En réalité, l’anorexie chez les garçons est largement sous-estimée car on y pense moins. Il faut dire que croiser un homme d’une maigreur extrême dans la rue n’est pas courant. Les cas sont bien évidement plus rares qu’au sein de la gente féminine. De plus, la mauvaise information des médecins, ne s’attendant pas à ce qu’un homme ait un rapport difficile avec son corps, rend le diagnostic difficile. Les symptômes sont en effet très différents de ceux des filles, dans la mesure où, eux, ne sont pas attachés au poids. Ils veulent un corps en apparence musclé. Ils disent même vouloir prendre du poids, mais n’y arrive pas. Leur discours est finalement radicalement opposé à celui des jeunes femmes anorexiques qui souhaitent pour leur part atteindre un poids idéal.

Qui sont ces hommes anorexiques ?

L’anorexie chez l’homme se déclare en général plus tardivement que chez les femmes, entre 16 et 20 ans. Cette pathologie peut ensuite durer très longtemps. Malheureusement, aucune étude ne détermine quelle est la part de la population la plus touchée. Cependant, il est logique que cela ne concerne pas particulièrement les jeunes hommes de catégories défavorisées, dans le sens où leur rapport à la nourriture est plus précieux. Ces derniers profiteront plus du peu qu’il leur est possible d’avoir. Et c’est tout le paradoxe : qu’il y ait tout pour manger à sa faim, et pourtant qu’ils ne mangent pas.

Autre explication au fait que l’on ait pas de chiffre sur ces cas : le manque de suivis par le médecin.Très souvent, ces garçons n’osent pas demander d’aide. La maladie leur fait honte car ils la perçoivent comme une « maladie de fille ». Souvent, ils me font part de leur gène et aimeraient que la médecine trouve un autre nom afin de qualifier ce mal qui est différent de celui des jeunes femmes. Ils ne sont pas comme les filles. Non seulement il est difficile pour eux de consulter et donc de reconnaître la maladie, mais en plus c’est une maladie qui leur enlève un peu plus de virilité.

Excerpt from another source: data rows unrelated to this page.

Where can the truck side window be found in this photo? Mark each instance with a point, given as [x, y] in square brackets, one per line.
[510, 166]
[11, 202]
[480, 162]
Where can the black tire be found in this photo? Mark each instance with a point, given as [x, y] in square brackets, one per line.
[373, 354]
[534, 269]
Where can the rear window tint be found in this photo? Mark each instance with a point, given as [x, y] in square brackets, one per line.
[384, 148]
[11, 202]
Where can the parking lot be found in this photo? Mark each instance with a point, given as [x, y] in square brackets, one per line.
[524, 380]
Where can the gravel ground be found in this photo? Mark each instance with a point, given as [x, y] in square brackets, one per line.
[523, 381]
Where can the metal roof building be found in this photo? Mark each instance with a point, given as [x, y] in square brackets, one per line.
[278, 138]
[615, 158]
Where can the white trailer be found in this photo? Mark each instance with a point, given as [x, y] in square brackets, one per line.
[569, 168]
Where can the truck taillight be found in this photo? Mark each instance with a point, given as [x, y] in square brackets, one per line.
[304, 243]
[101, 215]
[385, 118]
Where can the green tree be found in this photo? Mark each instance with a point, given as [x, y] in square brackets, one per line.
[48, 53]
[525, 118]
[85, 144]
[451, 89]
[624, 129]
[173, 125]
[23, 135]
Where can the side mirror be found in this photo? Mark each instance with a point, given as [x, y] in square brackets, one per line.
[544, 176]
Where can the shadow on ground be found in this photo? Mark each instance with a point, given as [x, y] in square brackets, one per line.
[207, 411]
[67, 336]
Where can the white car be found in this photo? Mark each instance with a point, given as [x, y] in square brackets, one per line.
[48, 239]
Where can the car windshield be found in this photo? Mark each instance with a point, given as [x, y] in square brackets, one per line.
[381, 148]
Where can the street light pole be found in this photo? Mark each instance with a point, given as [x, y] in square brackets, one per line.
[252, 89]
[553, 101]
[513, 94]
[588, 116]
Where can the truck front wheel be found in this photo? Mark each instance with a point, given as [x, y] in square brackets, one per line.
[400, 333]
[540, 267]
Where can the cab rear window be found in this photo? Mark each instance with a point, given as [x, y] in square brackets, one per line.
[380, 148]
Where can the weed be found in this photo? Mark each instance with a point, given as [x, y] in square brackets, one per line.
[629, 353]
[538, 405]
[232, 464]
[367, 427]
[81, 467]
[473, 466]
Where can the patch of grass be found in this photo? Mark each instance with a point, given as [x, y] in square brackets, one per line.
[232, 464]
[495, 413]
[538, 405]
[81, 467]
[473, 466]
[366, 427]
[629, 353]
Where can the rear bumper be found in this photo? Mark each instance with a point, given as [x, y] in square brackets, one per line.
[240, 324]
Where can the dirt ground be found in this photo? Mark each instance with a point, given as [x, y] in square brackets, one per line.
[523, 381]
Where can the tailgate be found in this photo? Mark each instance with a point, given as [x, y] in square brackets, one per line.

Le phénomène s’accroît. Avant les années 2000, il y avait environ un homme anorexique pour dix filles. Aujourd’hui le ratio est plus faible puisqu’il est de deux à trois hommes pour dix filles. L’une des explications est la place que prend l’esthétique masculin dans notre société notamment avec le phénomène des Dieux du stade, des hommes dénudés dont la plastique est irréprochable. Les anorexiques ont par exemple une obsession sur les abdominaux. D’ailleurs, on retrouve dans la presse masculine l’équivalent des « comment maigrir en dix recettes » avec les « comment sculpter ses abdos en dix leçons ». La femme veut être mince, l’homme musclé.

Quelles sont les causes de la maladie chez l’homme ?

La maladie prend ses racines dans des préoccupations corporelles. Etre plus performant dans les activités sportives, ressembler aux idéaux masculins actuels. Mais ces hommes, comme les femmes sur ce point, ont une mauvaise image d’eux-mêmes. Ils ont le sentiment que s’ils arrivent à améliorer leur corps, ils s’aimeront plus.

S’ils tombent dans la maigreur, c’est parce qu’ainsi, leurs muscles apparaissent plus sous leur peau. En consultation, ils ne disent pas vouloir perdre du poids. Mais leur corps ne doit en aucun cas laisser apparaître de la graisse.